As autoridades classificaram o aumento como uma “anomalia”, especialmente considerando que os três carnavais anteriores foram os menos letais da década. No entanto, Oliveira ressaltou que o maior desafio continua sendo o comportamento dos motoristas e a necessidade de uma resposta mais eficaz por parte dos usuários das vias.

O contraste entre a tendência anual de redução e o aumento durante o Carnaval de 2026 resume a complexidade do problema. Por um lado, os indicadores de 2025 mostram avanços moderados na fiscalização e na diminuição dos acidentes. Por outro lado, a magnitude dos números, tanto nas rodovias federais quanto no conjunto do país, confirma que a segurança viária continua sendo um desafio estrutural no Brasil.

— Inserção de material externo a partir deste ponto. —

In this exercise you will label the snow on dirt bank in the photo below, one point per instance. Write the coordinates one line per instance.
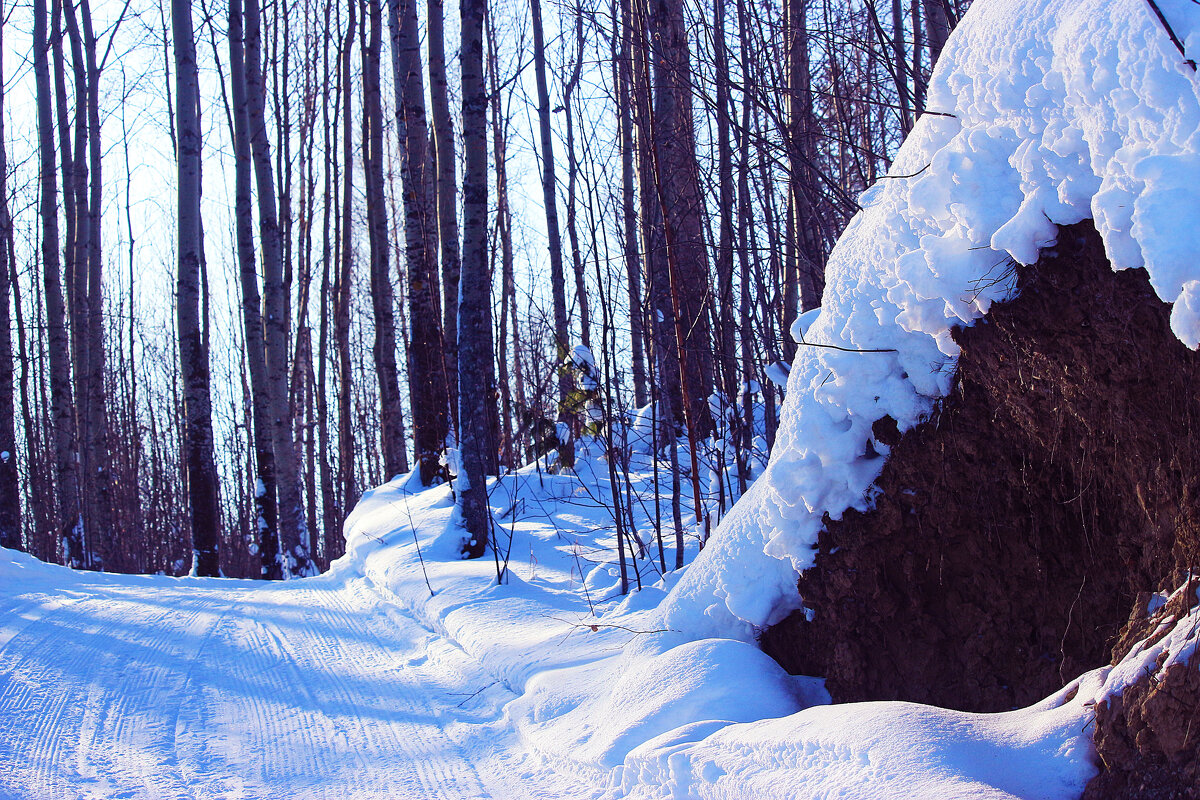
(1042, 113)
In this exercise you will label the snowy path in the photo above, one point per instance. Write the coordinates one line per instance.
(150, 687)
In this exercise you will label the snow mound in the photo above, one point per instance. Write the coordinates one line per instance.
(655, 689)
(1042, 113)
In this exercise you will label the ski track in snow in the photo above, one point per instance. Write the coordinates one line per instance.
(139, 687)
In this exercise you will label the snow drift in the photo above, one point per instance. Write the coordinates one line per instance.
(1043, 113)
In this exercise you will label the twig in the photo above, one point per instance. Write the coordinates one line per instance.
(1170, 31)
(834, 347)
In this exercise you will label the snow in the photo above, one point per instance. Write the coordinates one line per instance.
(1045, 113)
(408, 672)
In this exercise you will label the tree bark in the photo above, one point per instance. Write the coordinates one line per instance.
(549, 194)
(426, 366)
(937, 28)
(475, 368)
(681, 241)
(382, 299)
(99, 459)
(202, 474)
(348, 492)
(724, 265)
(292, 524)
(628, 203)
(267, 515)
(66, 477)
(445, 168)
(10, 492)
(573, 168)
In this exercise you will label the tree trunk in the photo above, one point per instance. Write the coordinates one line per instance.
(445, 169)
(628, 202)
(727, 353)
(267, 515)
(510, 450)
(573, 168)
(69, 509)
(549, 194)
(382, 299)
(426, 367)
(293, 529)
(99, 459)
(807, 262)
(202, 474)
(677, 185)
(348, 492)
(937, 28)
(10, 492)
(475, 389)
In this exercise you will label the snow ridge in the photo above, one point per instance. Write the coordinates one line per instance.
(1043, 113)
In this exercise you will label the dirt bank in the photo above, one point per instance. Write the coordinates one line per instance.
(1017, 527)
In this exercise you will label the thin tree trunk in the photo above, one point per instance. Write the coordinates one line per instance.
(549, 194)
(628, 203)
(474, 312)
(384, 349)
(445, 168)
(10, 492)
(333, 515)
(676, 181)
(573, 168)
(510, 450)
(725, 203)
(937, 28)
(426, 366)
(292, 523)
(346, 461)
(69, 509)
(96, 444)
(265, 509)
(202, 475)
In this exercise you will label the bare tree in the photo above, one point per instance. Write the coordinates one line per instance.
(66, 477)
(293, 527)
(10, 492)
(549, 193)
(474, 312)
(447, 193)
(267, 515)
(193, 356)
(382, 298)
(426, 366)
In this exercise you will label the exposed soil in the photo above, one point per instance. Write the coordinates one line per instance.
(1149, 738)
(1018, 525)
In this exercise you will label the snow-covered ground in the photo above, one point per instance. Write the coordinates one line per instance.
(371, 683)
(407, 672)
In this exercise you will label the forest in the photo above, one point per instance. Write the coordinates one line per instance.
(646, 398)
(259, 258)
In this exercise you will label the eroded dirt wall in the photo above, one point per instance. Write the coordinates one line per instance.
(1017, 525)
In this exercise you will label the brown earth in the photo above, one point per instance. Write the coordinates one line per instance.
(1147, 739)
(1017, 527)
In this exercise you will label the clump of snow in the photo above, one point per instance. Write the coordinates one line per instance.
(1042, 113)
(659, 684)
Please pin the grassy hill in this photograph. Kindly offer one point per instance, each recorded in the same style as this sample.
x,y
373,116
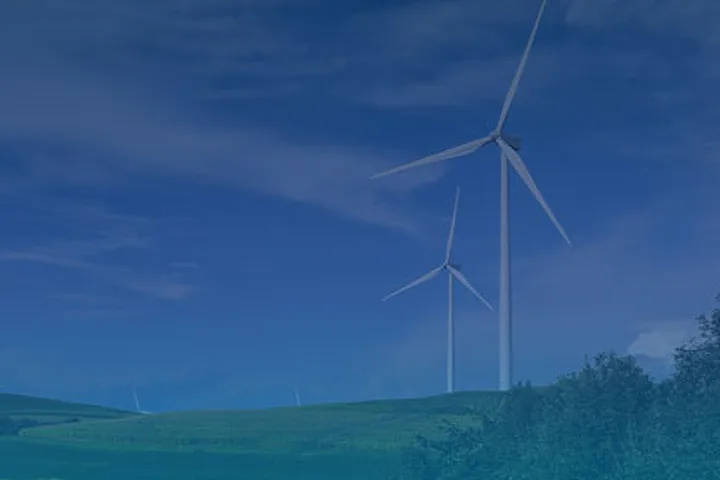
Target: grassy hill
x,y
334,428
47,411
354,441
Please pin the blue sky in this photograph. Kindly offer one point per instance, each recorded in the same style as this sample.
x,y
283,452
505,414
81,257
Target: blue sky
x,y
186,205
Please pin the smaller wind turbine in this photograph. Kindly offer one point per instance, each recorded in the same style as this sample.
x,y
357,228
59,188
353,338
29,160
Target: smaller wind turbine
x,y
297,397
137,403
453,273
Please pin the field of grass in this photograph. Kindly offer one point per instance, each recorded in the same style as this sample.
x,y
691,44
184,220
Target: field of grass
x,y
46,411
348,441
378,426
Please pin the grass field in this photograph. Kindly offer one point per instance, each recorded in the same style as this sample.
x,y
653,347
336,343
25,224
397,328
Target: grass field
x,y
348,441
46,411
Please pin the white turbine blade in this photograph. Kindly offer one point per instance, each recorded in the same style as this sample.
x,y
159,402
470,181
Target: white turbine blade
x,y
137,402
461,278
521,67
448,247
519,167
415,282
459,151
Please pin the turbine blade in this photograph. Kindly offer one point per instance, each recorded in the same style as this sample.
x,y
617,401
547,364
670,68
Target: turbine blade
x,y
519,167
461,278
521,68
137,402
459,151
448,247
415,282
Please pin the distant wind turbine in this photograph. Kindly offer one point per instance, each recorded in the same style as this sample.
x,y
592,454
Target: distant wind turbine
x,y
297,397
453,273
137,403
509,147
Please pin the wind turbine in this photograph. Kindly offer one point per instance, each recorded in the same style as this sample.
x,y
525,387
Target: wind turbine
x,y
453,273
509,147
137,403
297,397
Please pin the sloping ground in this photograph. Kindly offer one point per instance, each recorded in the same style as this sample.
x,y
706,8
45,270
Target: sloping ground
x,y
22,459
46,411
366,427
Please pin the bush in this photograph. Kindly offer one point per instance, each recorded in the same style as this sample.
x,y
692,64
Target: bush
x,y
607,421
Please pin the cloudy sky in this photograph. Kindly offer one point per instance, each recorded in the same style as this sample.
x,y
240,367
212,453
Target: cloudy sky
x,y
186,205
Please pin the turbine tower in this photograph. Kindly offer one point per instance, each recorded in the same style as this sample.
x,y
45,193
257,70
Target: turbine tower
x,y
453,273
137,403
297,397
509,147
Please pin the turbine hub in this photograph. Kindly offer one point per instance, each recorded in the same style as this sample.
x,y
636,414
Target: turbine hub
x,y
514,142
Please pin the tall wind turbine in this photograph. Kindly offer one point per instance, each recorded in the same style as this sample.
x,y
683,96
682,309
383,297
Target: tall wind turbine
x,y
453,272
509,147
137,403
297,397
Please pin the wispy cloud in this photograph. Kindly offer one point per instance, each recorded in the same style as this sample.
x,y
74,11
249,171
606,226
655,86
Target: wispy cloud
x,y
103,234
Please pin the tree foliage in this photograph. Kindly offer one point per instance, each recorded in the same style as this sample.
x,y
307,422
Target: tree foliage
x,y
606,421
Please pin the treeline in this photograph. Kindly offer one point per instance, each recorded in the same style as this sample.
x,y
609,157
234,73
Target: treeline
x,y
608,421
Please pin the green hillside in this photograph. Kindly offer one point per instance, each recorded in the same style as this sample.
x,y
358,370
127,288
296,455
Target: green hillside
x,y
47,411
354,441
377,426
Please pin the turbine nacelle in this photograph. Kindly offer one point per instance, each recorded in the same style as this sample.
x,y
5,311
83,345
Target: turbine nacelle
x,y
514,142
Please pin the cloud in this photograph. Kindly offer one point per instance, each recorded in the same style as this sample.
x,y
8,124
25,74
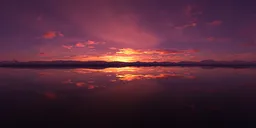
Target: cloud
x,y
52,34
112,26
216,39
129,51
186,26
80,45
215,23
91,42
67,46
249,44
113,48
192,11
80,84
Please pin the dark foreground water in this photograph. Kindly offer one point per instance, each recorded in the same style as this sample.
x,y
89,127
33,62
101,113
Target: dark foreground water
x,y
129,96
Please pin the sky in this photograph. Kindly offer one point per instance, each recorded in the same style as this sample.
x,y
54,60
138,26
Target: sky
x,y
128,30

Em suma, embora os dados mais recentes mostrem uma ligeira redução interanual, o trânsito brasileiro mantém níveis de acidentes que o colocam entre os mais altos em termos absolutos a nível global. A evolução futura dependerá não só da fiscalização e da infraestrutura, mas também de mudanças sustentadas no comportamento no trânsito e na maneira como a sociedade aborda um problema que, ano após ano, continua custando milhares de vidas.